Amgen (AMGN) is a global biotech company (the first of its kind) which discovers, develops, manufactures and delivers human therapeutics. Since last writing about the company back on 13Jun13 I said that it is a value and dividend growth story. On July 30, 2013, the company reported second quarter earnings of $1.89 per share, which beat the consensus of analysts' estimates by $0.15. The stock is up 8.86% since 13Jun13 and is beating the S&P 500, which has gained 2.69% in the same time frame, and with that in mind I'd like to take a moment to evaluate the stock on a fundamental, financial and technical basis to see if it's worth picking up some more Amgen right now for the healthcare sector of my dividend portfolio and see if anything has changed since that last time I wrote about it.
Amgen currently trades at a trailing 12-month P/E ratio of 17.63, which is fairly priced, but I mainly like to purchase a stock based on where the company is going in the future as opposed to what it has done in the past. On that note, the 1-year forward-looking P/E ratio of 12.67 is currently inexpensively priced as well for the future in terms of the right here, right now. Next year's estimated earnings are $8.28/share and I'd consider the stock cheap until at least $124. The one-year PEG ratio (1.5), which measures the ratio of the price you're currently paying for the trailing 12-month earnings on the stock while dividing it by the earnings growth of the company for a specified amount of time (I like looking at a 1-year horizon), tells me that Amgen is fairly priced based on a 1-year EPS growth rate of 11.69%.
On a financial basis, the things I look for are the dividend payouts, return on assets, equity and investment. Amgen boasts a dividend of 1.79% with a payout ratio of 27.4% of earnings while sporting return on assets, equity and investment values of 8.6%, 23.2% and 10.8%, respectively, which are all respectable values, but nothing to write home about. Because I believe the market may get a bit choppy here and I would like a safety play, I believe the 1.79% yield of this company is good enough for me to take shelter in for the time being. The company has been increasing its dividends for the past 2 years raising each time at a minimum of 28%!

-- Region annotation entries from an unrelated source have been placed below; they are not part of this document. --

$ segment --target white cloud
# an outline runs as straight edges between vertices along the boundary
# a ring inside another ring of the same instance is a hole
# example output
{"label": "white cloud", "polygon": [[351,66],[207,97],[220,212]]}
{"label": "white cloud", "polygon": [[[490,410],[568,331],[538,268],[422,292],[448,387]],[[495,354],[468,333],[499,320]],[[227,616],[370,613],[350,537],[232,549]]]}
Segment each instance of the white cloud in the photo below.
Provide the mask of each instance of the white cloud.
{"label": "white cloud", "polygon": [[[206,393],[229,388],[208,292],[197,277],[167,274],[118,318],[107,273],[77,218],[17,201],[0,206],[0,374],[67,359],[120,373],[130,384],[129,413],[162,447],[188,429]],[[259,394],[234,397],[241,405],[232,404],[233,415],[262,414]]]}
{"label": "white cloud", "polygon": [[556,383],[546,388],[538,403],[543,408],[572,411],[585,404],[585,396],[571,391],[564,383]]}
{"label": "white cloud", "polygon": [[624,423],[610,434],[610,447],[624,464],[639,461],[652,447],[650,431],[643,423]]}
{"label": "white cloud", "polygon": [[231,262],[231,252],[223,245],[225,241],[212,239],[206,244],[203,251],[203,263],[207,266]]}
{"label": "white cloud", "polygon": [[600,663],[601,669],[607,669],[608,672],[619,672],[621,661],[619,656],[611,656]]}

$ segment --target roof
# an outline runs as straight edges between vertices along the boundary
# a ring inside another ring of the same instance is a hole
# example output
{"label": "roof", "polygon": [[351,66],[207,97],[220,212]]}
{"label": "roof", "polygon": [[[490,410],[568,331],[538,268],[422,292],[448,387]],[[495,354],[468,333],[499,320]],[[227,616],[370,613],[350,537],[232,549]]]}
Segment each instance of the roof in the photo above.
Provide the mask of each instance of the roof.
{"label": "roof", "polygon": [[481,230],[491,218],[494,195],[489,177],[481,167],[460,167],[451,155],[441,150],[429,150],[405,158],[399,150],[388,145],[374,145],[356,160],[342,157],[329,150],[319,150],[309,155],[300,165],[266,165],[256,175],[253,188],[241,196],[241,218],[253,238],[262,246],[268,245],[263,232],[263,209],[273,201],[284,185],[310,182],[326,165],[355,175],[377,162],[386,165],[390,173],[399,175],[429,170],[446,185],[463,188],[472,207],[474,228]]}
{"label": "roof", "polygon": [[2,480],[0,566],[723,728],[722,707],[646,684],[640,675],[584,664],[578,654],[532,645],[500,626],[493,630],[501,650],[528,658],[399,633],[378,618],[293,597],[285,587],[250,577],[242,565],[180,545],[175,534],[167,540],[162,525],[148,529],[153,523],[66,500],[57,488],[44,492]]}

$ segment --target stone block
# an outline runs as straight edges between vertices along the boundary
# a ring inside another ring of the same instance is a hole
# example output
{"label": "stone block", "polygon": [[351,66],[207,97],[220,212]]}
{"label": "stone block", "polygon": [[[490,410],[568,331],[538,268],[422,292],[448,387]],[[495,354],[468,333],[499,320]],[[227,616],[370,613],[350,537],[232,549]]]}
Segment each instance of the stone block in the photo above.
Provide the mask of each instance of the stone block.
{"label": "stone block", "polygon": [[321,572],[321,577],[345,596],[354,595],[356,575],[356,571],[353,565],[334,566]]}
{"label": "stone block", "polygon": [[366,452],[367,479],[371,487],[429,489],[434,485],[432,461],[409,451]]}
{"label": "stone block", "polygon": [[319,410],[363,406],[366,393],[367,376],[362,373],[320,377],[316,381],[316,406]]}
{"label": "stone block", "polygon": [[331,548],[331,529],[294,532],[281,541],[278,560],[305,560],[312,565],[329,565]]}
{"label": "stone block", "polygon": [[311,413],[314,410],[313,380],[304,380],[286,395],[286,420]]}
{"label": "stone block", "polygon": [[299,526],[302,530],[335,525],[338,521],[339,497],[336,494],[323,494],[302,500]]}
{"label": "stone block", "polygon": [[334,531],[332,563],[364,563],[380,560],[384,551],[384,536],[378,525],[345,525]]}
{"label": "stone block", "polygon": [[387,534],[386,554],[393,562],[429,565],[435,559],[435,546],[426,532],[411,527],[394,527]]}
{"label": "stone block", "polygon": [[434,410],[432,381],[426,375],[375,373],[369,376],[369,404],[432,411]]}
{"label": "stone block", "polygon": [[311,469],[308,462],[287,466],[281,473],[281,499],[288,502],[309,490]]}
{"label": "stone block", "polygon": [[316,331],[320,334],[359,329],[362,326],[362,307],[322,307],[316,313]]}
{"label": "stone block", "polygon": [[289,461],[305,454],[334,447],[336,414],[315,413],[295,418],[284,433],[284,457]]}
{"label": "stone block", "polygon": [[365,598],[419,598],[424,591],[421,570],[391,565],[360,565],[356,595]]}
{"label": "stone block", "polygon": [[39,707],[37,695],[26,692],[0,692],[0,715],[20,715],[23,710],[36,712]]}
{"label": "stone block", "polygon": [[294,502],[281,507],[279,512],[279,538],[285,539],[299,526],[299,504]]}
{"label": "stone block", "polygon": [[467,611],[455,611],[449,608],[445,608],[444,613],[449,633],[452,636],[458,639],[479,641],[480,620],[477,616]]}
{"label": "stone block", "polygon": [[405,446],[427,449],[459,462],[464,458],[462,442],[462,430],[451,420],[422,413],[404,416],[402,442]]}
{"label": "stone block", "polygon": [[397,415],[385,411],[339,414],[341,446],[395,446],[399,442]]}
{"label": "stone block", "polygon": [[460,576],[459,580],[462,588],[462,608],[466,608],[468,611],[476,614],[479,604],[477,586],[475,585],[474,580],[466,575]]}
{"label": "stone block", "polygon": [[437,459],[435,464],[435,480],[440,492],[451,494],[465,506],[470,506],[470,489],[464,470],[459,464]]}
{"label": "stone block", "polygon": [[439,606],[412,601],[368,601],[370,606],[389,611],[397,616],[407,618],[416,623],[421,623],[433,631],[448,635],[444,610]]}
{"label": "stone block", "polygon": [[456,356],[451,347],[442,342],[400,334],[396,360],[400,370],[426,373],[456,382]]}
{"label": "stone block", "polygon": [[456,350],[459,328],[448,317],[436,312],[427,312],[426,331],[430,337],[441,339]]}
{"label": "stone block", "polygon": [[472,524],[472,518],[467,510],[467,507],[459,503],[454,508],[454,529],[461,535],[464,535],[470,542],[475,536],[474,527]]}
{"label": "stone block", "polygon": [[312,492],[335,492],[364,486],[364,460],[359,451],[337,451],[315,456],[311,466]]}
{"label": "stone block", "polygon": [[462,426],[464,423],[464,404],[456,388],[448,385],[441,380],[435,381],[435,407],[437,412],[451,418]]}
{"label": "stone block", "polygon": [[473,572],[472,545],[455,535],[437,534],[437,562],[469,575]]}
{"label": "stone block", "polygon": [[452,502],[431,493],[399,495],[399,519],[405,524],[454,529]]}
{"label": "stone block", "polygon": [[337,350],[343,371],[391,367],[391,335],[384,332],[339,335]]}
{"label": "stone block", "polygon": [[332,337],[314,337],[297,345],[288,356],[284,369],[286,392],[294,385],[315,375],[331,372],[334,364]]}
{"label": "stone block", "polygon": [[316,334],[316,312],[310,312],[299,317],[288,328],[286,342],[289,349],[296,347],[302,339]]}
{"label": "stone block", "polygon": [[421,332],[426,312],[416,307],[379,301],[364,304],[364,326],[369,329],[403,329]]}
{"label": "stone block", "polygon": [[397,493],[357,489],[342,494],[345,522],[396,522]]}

Looking first at the relative strength index chart [RSI] at the top, I see the stock muddling around in middle territory with a value of 46.63 but with downward trajectory, which is a bearish pattern. To confirm that, I will look at the moving average convergence-divergence [MACD] chart next and see that the black line is below the red line with the divergence bars increasing in height to the downside, indicating the stock has downward momentum. As for the stock price itself ($104.91), I'm looking at the 20-day moving average ($107.95) to act as resistance and the 50-day moving average ($102.75) to act as support for a risk/reward ratio, which plays out to be -2.06% to 2.9%.
- Goldman Sachs slapped a "buy" rating on the stock indicating that it has three potential blockbuster drugs in the pipeline; AMG145 for high cholesterol, AMG785 for osteoporosis, and AMG827 for psoriasis. "Blockbuster drug" statuses are generally what makes shares of drug stocks rocket upwards. Goldman also states that any news whatsoever out of AMG423 (heart failure drug) is just icing on the cake.
- The company has reportedly raised its bid for Onyx Pharmaceuticals (ONXX) to $130 but nothing official has been released yet.
Amgen is still inexpensively valued based on future earnings and fairly valued on future growth prospects (one-year outlook). Financially, the dividend payout ratio is very low and I don't doubt management will be able to continue to increase the dividend in double digits going forward. The technical situation of how the stock is currently trading is what is telling me that it can trade a bit lower for now as the stock has downward trajectory on the RSI and MACD charts. Because it is at such a good value right now I'm going to buy a small batch in the stock for now in hopes that I can get a larger stake at a later date with a higher yield.
Disclaimer: These are only my personal opinions and you should do your own homework. Only you are responsible for what you trade and happy investing!